BastillePrieur.gif Brève introduction pour comprendre le génie qui habite mon petit corps frêle : Le cadre est un futur proche. Ce n'est pas une histoire d'amour mais un drame de prises de bastilles féminines et sociales. Je vais pas en dire plus car je ne veux pas déflorer les textes qui suivront ces fictions uchroniques. J'accepte de travailler en commun avec certaines personnes, peut-être Mademoiselle ou Madame, c'est selon. Peut-être d'autres. Je pourrais éventuellement donner plus d'informations sur la trame de ce drame socialo-révolutionnaire. Pour l'instant tout ce que vous avez à savoir c'est que Tcherkassov est une sorte de Che Guevara ou de Ravachol de l'an 2012. Haha. Comprenne qui pourra. Rires gras. Bref. Musiciens. En place.

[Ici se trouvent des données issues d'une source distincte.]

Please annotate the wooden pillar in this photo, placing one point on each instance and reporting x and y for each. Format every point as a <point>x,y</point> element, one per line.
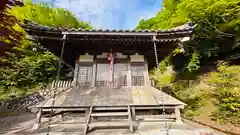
<point>133,113</point>
<point>147,81</point>
<point>75,78</point>
<point>178,115</point>
<point>86,114</point>
<point>129,78</point>
<point>94,73</point>
<point>38,118</point>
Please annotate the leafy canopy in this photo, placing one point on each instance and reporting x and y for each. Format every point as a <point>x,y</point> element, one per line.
<point>217,31</point>
<point>46,15</point>
<point>27,64</point>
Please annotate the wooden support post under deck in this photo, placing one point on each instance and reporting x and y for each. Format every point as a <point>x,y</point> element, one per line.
<point>38,118</point>
<point>130,119</point>
<point>178,115</point>
<point>88,120</point>
<point>86,113</point>
<point>94,70</point>
<point>133,113</point>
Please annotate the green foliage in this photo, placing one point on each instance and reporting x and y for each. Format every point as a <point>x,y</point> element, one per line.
<point>194,99</point>
<point>217,31</point>
<point>27,65</point>
<point>194,63</point>
<point>46,15</point>
<point>227,92</point>
<point>163,78</point>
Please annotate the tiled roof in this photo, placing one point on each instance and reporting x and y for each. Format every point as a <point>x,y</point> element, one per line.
<point>188,27</point>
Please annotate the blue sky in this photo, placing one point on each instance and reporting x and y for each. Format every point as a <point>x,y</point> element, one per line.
<point>112,14</point>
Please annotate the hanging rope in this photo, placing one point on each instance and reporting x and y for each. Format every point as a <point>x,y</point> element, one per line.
<point>55,87</point>
<point>157,64</point>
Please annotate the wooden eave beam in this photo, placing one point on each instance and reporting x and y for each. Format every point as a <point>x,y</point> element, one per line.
<point>127,33</point>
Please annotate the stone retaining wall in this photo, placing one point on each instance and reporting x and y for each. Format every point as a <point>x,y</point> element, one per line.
<point>23,103</point>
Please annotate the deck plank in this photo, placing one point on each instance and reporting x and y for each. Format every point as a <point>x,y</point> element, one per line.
<point>107,96</point>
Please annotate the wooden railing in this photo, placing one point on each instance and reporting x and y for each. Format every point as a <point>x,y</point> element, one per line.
<point>61,84</point>
<point>57,86</point>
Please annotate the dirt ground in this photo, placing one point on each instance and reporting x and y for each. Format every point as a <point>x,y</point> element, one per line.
<point>22,124</point>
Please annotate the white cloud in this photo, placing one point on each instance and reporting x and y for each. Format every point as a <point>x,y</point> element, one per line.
<point>111,13</point>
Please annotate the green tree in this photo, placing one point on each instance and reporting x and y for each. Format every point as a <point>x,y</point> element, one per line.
<point>217,31</point>
<point>28,64</point>
<point>46,15</point>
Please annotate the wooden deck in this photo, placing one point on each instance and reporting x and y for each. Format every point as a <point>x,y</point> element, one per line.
<point>103,96</point>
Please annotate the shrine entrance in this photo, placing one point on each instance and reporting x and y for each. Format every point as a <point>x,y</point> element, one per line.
<point>118,77</point>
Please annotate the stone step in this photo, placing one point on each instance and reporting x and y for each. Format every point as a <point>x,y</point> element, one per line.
<point>124,123</point>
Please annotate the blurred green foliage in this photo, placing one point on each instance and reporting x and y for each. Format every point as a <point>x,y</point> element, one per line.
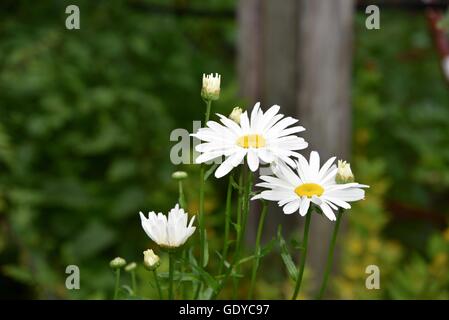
<point>401,139</point>
<point>85,119</point>
<point>85,122</point>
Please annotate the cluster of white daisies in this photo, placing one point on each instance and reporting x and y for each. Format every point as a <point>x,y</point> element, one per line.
<point>263,138</point>
<point>270,138</point>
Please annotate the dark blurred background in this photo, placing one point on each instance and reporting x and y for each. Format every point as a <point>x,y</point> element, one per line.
<point>86,117</point>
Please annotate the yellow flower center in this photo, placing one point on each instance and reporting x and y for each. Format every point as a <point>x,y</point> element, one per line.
<point>309,190</point>
<point>251,141</point>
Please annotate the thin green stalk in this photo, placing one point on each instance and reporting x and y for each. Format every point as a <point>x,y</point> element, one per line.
<point>244,221</point>
<point>156,281</point>
<point>133,281</point>
<point>181,199</point>
<point>182,203</point>
<point>228,212</point>
<point>240,204</point>
<point>171,270</point>
<point>184,268</point>
<point>201,205</point>
<point>117,283</point>
<point>305,238</point>
<point>245,208</point>
<point>256,261</point>
<point>330,256</point>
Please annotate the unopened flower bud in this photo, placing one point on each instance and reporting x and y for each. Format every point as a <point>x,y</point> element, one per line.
<point>117,263</point>
<point>211,86</point>
<point>344,173</point>
<point>130,267</point>
<point>179,175</point>
<point>151,260</point>
<point>236,114</point>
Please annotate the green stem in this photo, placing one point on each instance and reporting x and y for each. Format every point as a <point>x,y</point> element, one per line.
<point>133,281</point>
<point>117,283</point>
<point>257,251</point>
<point>245,208</point>
<point>244,222</point>
<point>330,256</point>
<point>171,264</point>
<point>227,223</point>
<point>305,238</point>
<point>156,281</point>
<point>201,205</point>
<point>181,199</point>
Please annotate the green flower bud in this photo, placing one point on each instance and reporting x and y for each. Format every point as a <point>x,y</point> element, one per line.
<point>236,114</point>
<point>344,173</point>
<point>151,261</point>
<point>179,175</point>
<point>211,87</point>
<point>117,263</point>
<point>130,267</point>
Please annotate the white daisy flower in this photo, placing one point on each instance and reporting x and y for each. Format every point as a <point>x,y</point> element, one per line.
<point>294,191</point>
<point>168,233</point>
<point>265,137</point>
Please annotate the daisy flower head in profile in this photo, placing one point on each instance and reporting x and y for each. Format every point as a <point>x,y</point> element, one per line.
<point>262,136</point>
<point>296,190</point>
<point>171,232</point>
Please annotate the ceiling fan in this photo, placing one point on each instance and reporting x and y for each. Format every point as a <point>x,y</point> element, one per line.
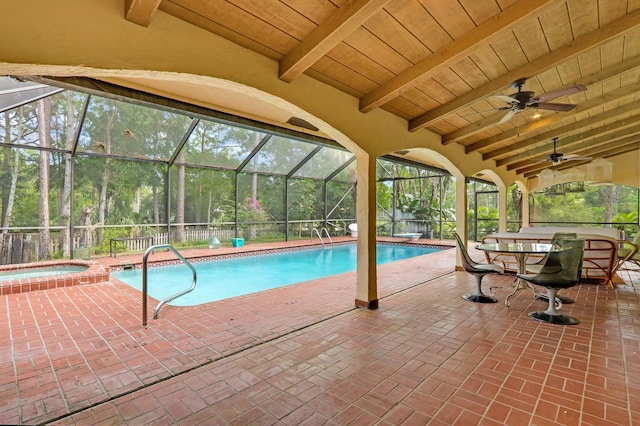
<point>521,100</point>
<point>557,158</point>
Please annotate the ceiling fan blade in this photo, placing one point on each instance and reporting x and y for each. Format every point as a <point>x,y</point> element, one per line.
<point>560,92</point>
<point>508,116</point>
<point>505,98</point>
<point>553,106</point>
<point>575,157</point>
<point>486,111</point>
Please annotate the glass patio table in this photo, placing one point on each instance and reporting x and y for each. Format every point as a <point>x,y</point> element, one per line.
<point>520,251</point>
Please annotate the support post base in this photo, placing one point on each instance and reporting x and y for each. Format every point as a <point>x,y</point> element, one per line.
<point>371,304</point>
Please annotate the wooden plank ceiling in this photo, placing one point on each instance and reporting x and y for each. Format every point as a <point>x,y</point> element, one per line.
<point>439,64</point>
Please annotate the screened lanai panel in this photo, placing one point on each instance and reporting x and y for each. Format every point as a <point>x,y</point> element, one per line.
<point>128,130</point>
<point>348,174</point>
<point>219,145</point>
<point>323,163</point>
<point>279,156</point>
<point>61,112</point>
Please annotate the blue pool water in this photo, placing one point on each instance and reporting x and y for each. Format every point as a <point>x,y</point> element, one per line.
<point>221,279</point>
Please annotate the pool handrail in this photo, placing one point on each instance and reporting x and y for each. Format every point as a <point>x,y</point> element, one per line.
<point>144,280</point>
<point>326,231</point>
<point>318,234</point>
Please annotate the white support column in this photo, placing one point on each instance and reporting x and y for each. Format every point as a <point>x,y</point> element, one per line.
<point>366,280</point>
<point>502,207</point>
<point>525,206</point>
<point>461,213</point>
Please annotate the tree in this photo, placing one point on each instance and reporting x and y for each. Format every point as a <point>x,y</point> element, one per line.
<point>44,129</point>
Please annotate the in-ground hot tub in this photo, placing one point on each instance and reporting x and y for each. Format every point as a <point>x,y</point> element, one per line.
<point>20,278</point>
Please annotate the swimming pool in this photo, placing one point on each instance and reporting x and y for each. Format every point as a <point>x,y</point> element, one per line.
<point>230,277</point>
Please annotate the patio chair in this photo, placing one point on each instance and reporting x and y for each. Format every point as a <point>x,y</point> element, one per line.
<point>534,268</point>
<point>478,270</point>
<point>562,269</point>
<point>629,253</point>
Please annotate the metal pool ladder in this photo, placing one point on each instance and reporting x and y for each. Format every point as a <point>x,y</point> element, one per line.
<point>319,234</point>
<point>144,280</point>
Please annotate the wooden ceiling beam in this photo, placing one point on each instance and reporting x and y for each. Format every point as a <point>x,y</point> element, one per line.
<point>589,121</point>
<point>598,101</point>
<point>534,67</point>
<point>449,54</point>
<point>594,78</point>
<point>327,35</point>
<point>140,12</point>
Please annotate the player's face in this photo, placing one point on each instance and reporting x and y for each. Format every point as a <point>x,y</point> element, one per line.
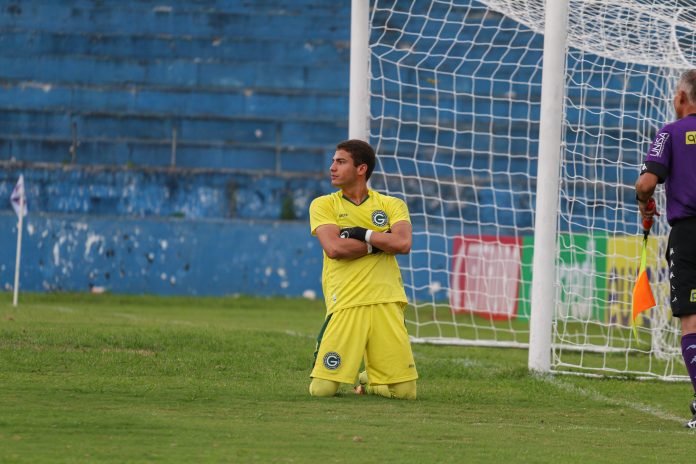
<point>343,171</point>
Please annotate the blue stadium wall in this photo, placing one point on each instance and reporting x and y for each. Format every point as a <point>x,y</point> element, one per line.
<point>169,147</point>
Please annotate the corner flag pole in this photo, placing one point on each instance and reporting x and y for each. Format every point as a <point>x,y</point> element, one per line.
<point>19,204</point>
<point>19,249</point>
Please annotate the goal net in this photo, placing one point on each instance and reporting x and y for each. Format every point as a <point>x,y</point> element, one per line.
<point>455,90</point>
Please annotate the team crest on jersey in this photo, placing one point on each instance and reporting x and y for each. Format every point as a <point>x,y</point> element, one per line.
<point>332,360</point>
<point>379,218</point>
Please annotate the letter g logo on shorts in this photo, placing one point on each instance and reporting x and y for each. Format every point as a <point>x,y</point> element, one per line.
<point>332,360</point>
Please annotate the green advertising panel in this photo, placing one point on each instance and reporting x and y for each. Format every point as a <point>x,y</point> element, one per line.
<point>581,267</point>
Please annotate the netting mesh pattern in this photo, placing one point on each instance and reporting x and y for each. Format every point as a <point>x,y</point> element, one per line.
<point>455,104</point>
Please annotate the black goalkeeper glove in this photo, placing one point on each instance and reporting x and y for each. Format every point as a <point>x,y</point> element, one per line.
<point>358,233</point>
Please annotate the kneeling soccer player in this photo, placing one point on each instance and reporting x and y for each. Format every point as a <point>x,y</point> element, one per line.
<point>360,232</point>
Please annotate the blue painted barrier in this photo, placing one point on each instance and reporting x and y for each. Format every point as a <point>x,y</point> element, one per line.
<point>161,256</point>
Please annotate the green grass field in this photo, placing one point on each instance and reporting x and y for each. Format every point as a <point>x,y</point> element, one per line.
<point>103,378</point>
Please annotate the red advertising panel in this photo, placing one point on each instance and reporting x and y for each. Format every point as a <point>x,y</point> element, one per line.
<point>486,275</point>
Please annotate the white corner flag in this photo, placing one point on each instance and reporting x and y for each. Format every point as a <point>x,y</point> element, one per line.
<point>18,198</point>
<point>19,204</point>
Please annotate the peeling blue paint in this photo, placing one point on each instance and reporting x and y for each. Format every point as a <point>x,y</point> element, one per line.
<point>161,256</point>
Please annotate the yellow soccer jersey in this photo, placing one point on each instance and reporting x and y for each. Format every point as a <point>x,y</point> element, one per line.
<point>371,279</point>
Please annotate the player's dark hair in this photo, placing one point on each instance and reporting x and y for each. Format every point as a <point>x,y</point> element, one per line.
<point>361,152</point>
<point>688,83</point>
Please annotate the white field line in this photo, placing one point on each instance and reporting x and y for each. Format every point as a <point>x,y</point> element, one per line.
<point>596,396</point>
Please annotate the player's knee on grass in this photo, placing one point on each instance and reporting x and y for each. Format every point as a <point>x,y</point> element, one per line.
<point>401,390</point>
<point>323,388</point>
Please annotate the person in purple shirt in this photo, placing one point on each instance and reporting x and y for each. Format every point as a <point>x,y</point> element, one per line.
<point>672,160</point>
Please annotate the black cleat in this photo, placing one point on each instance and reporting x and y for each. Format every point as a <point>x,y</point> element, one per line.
<point>692,423</point>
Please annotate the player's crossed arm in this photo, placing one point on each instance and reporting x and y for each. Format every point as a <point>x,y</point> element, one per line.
<point>397,241</point>
<point>351,242</point>
<point>337,247</point>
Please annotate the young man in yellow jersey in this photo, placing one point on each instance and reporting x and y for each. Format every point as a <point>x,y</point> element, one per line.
<point>361,231</point>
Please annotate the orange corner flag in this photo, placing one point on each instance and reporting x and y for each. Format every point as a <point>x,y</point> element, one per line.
<point>643,298</point>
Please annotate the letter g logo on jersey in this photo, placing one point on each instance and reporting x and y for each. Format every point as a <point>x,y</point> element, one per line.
<point>332,360</point>
<point>379,218</point>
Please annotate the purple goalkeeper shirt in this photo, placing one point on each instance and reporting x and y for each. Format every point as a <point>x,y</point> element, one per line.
<point>672,158</point>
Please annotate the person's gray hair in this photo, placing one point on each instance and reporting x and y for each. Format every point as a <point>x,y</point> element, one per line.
<point>687,83</point>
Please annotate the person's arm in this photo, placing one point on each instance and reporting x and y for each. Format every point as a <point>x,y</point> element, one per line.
<point>397,242</point>
<point>337,248</point>
<point>645,187</point>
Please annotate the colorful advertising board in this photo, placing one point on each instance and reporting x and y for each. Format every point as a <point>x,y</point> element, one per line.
<point>486,275</point>
<point>492,276</point>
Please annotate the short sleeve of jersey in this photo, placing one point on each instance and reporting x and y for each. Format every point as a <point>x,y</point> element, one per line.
<point>398,211</point>
<point>658,159</point>
<point>321,212</point>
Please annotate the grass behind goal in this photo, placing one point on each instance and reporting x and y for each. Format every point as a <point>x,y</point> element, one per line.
<point>141,379</point>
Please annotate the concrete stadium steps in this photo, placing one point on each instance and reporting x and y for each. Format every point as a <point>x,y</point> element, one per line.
<point>291,133</point>
<point>308,51</point>
<point>109,191</point>
<point>152,18</point>
<point>143,154</point>
<point>149,101</point>
<point>183,74</point>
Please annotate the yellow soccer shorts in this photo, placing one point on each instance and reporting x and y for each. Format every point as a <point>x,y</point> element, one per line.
<point>375,332</point>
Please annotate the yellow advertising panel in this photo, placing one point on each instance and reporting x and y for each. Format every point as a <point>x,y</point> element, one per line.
<point>623,261</point>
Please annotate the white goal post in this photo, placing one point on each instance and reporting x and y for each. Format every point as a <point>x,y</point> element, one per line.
<point>514,130</point>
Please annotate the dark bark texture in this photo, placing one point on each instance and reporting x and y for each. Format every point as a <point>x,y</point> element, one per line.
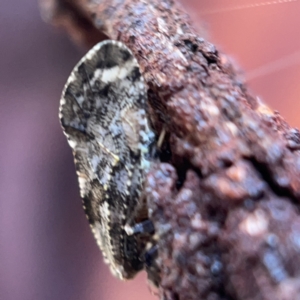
<point>224,195</point>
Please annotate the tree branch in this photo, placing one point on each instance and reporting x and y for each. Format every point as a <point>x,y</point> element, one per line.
<point>225,197</point>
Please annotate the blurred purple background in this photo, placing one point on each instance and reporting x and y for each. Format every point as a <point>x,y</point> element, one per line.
<point>46,248</point>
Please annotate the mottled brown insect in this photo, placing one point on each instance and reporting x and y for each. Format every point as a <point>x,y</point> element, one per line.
<point>103,115</point>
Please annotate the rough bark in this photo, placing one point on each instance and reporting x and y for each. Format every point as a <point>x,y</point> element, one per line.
<point>224,196</point>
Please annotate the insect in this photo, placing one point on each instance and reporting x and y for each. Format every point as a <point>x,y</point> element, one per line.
<point>103,115</point>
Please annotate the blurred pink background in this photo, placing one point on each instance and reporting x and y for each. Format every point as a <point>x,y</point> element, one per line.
<point>46,248</point>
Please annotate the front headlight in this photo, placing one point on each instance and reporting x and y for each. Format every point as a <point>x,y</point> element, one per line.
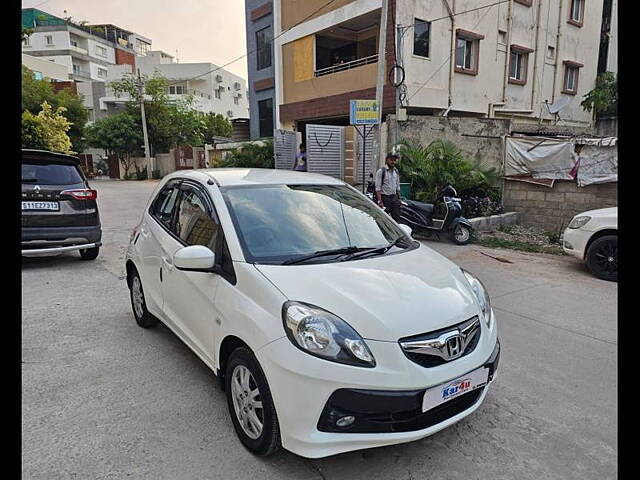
<point>324,335</point>
<point>578,222</point>
<point>481,295</point>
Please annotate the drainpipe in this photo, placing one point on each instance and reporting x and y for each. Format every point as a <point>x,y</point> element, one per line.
<point>535,55</point>
<point>508,52</point>
<point>452,59</point>
<point>555,70</point>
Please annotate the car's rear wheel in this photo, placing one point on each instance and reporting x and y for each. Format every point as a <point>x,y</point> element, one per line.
<point>143,318</point>
<point>89,253</point>
<point>602,257</point>
<point>250,403</point>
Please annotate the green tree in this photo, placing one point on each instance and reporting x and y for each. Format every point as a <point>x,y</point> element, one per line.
<point>603,99</point>
<point>119,135</point>
<point>216,125</point>
<point>431,168</point>
<point>35,92</point>
<point>250,155</point>
<point>47,130</point>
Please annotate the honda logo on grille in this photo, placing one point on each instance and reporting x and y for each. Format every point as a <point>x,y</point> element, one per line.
<point>454,346</point>
<point>447,345</point>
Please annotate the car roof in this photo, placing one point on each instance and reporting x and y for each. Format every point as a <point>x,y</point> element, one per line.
<point>33,153</point>
<point>225,177</point>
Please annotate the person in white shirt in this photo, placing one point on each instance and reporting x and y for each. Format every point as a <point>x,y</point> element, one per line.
<point>387,184</point>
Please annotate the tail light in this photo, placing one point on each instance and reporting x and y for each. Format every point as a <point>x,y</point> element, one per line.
<point>81,194</point>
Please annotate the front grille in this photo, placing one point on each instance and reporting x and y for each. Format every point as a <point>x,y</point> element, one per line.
<point>428,361</point>
<point>401,412</point>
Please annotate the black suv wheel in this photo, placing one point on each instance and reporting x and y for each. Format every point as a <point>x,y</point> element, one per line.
<point>602,257</point>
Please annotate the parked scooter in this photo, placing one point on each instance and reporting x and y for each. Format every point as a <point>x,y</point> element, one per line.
<point>431,219</point>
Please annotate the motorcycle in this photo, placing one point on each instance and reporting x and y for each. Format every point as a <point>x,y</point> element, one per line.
<point>431,219</point>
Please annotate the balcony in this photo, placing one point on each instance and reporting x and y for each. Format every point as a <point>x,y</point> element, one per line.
<point>339,67</point>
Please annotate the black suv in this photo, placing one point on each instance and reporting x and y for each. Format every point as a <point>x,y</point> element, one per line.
<point>59,210</point>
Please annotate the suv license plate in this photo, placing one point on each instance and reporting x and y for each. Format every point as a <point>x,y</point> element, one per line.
<point>55,206</point>
<point>448,391</point>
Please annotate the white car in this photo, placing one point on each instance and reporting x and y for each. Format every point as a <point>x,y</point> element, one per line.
<point>593,237</point>
<point>329,328</point>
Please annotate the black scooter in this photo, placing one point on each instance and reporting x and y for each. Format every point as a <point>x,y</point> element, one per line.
<point>431,219</point>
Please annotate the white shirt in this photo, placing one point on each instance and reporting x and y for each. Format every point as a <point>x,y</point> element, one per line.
<point>391,184</point>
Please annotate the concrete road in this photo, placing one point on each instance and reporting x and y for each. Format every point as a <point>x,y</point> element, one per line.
<point>104,399</point>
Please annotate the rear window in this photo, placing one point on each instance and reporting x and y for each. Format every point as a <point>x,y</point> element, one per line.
<point>50,174</point>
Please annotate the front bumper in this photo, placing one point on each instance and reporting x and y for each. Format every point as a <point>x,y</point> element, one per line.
<point>43,241</point>
<point>303,389</point>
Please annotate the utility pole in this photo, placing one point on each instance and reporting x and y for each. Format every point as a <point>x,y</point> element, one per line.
<point>144,125</point>
<point>382,64</point>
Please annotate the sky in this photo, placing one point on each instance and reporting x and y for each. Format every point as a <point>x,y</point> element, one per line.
<point>201,30</point>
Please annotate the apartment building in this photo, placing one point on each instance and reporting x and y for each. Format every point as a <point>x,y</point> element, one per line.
<point>85,50</point>
<point>514,59</point>
<point>260,66</point>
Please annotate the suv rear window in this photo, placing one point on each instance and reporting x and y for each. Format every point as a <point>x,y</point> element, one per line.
<point>50,174</point>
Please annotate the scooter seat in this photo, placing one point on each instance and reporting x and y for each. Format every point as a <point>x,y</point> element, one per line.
<point>426,208</point>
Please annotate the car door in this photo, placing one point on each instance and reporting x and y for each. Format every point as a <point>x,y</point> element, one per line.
<point>188,297</point>
<point>155,231</point>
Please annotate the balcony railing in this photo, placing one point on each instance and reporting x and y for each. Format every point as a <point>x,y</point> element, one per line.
<point>346,65</point>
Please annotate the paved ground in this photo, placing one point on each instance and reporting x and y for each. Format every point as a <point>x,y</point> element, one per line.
<point>104,399</point>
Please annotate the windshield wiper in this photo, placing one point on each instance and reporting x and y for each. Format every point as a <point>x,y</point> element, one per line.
<point>368,251</point>
<point>323,253</point>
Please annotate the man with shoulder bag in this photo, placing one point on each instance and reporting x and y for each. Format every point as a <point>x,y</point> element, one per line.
<point>387,184</point>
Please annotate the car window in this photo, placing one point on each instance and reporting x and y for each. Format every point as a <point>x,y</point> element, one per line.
<point>194,225</point>
<point>50,174</point>
<point>163,206</point>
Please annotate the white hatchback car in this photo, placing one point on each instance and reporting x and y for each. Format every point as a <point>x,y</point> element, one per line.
<point>593,237</point>
<point>329,328</point>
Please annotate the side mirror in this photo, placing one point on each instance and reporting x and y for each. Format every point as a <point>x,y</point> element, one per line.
<point>195,258</point>
<point>406,228</point>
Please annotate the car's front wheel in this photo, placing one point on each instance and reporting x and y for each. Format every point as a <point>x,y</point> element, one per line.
<point>602,257</point>
<point>138,303</point>
<point>250,403</point>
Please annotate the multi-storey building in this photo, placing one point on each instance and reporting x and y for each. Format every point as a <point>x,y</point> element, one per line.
<point>511,59</point>
<point>260,66</point>
<point>86,50</point>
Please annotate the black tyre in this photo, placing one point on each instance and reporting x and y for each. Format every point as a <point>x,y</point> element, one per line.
<point>89,253</point>
<point>138,303</point>
<point>461,234</point>
<point>250,403</point>
<point>602,257</point>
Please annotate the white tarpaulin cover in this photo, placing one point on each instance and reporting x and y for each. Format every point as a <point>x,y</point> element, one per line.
<point>540,157</point>
<point>598,165</point>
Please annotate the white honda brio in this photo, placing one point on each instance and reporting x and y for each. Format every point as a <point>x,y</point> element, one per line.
<point>328,326</point>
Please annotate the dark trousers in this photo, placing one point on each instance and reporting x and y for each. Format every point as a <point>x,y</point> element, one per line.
<point>392,204</point>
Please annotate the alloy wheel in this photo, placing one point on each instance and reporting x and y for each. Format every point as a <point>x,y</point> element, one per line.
<point>247,402</point>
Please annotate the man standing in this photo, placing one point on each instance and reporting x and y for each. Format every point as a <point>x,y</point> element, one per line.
<point>300,164</point>
<point>387,183</point>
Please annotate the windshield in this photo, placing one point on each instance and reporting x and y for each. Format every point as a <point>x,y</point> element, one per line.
<point>276,223</point>
<point>50,174</point>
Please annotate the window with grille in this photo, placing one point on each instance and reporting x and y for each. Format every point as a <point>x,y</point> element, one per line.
<point>421,30</point>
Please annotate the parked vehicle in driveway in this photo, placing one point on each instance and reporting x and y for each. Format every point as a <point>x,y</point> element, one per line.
<point>329,327</point>
<point>59,208</point>
<point>593,237</point>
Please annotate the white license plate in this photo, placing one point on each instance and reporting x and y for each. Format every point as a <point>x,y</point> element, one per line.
<point>55,206</point>
<point>447,391</point>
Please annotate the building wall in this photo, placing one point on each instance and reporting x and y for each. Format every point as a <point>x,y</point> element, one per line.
<point>479,138</point>
<point>48,69</point>
<point>553,208</point>
<point>257,8</point>
<point>428,79</point>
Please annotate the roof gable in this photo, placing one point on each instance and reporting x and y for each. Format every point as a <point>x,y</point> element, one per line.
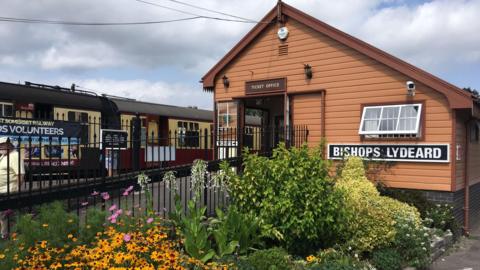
<point>457,98</point>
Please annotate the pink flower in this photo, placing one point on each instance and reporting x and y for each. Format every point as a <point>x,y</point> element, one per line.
<point>127,237</point>
<point>105,196</point>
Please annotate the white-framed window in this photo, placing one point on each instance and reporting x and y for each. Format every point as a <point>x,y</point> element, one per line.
<point>401,119</point>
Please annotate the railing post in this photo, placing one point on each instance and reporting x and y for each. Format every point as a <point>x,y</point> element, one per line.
<point>136,142</point>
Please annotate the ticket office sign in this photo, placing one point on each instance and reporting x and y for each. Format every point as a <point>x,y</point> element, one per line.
<point>439,153</point>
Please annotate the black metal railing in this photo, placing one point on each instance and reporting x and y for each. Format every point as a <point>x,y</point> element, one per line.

Le banc était froid et une mare de glaires s'amoncelait.

"-Alors comme ça t'es amoureux?

-Ferme ta gueule.

-Non mais vas-y, continue, ça m'interesse quand même vachement de voir quelle gaillarde a pu te faire cet effet...

-Putain mais je connais même pas son prénom, comment tu veux que je sois amoureux d'elle? Arrête la drogue.
-J'vois dans tes yeux qui brillent que tu finiras bien par y aller au trois boulevard Tcherkassov.

-Peut être bien.

-Donc explique moi comment tu l'as eue son adresse, je te dis ça m'interesse.

-Alors. J'étais dans le train, ça sentait fort, la sueur et les mauvais parfums, tout le monde se collait. Puis y'a cette fille qui m'a bousculé, je lui ai demandé pardon. Elle a levé ses yeux et m'a fait un sourire, du genre toutes dents bastringues, si tu vois ce que je veux dire. Alors là je me suis dis, pas mal la gueuse. J'ai commencé à sourire puis elle a fait deux petits bonds, en m'évitant comme si j'existais même pas, pour se foutre sur une place libérée juste derrière moi.J'hausse les épaules. Et je reccommence à machonner ma lèvre en regardant le nombre de stations qu'il me restait. Encore un sacré bout de chemin, et j'avais manqué la seule place assise qu'il restait. Bon. Le trajet continuait, et je voyais derrière la vitre le paysage défiler, comme s'il prévoyait ce qui allait se passer, avec ses grands saules pleureurs le long de la voie...

- Abrège.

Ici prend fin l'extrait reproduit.